Male lizards in the species Crotaphyutus collaris use their jaws as weapons during territorial interactions. Lappin and Husak (2005) tested whether weapon performance (bit force) predicted territory size in this species.

Measurements of both variables are listed in the LizardBite dataset in the abd library for 11 males.

  1. How rapidly does territory size increase with bite force? Estimate the slope of the regression line. Provide a standard error for your estimate.

  2. Model diagnostics: In order to check if the conditions for a linear regression are met we should check for (1) linearity, (2) constant variability, and (3) nearly normal residuals. Generate relevant plots to assess whether the conditions are met (and comment in your template). You will need to adapt the code from the previous example (i.e., from the log-home range size versus infant mortality example).

  3. How uncertain is our estimate of slope? Provide a 90% confidence interval (use bootstrapping or the t-distribution).

  4. Provide an interpretation for the 90% confidence interval in part (2).

  5. Bite force is difficult to measure accurately, and so the values shown probably include some measurement error. To explore the effect of measurement error, add additional measurement error to the predictors. For example, create a variable LizardBite$bite.error <-LizardBite$bite + rnorm(nrow(LizardBite), mean =0, sd=0.5).

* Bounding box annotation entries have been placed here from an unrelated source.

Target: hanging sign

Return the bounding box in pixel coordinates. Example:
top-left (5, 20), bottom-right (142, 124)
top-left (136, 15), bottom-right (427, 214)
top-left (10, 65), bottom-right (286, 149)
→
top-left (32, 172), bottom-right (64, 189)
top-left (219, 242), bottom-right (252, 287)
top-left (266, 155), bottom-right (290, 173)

Note: rnorm(nrow(LizardBite), mean =0, sd=0.5) adds a randomly generated “error” that is normally distributed with mean 0 and sd = 0.5 to each value of bite. Use bite.error as the predictor instead of bite - how does your estimate of the slope change when you introduce additional measurement error? You may also want to plot the data using gf_points(territory~bite.error, data=LizardBite) %>% gf_lm().

Literature cited

Clubb, R. and G. Mason. 2003. Captivity effects on wide-ranging carnivores. Nature 425:473-474.

Lappin, A.K. and J. F. Husak. 2005. Weapon performance, not size, determines mating success and potential reproductive output in the collared lizard (Crotaphyutus collaris). American Naturalist 166:426-436.

A first draft of this lab was adapted from a lab created by Dr. Kari Lock-Morgan (which I can no longer find or access). In addition to changing much of the text, I have used a different data set and modified the coding exercises.

The lab is released under a Creative Commons Attribution-ShareAlike 3.0 Unported.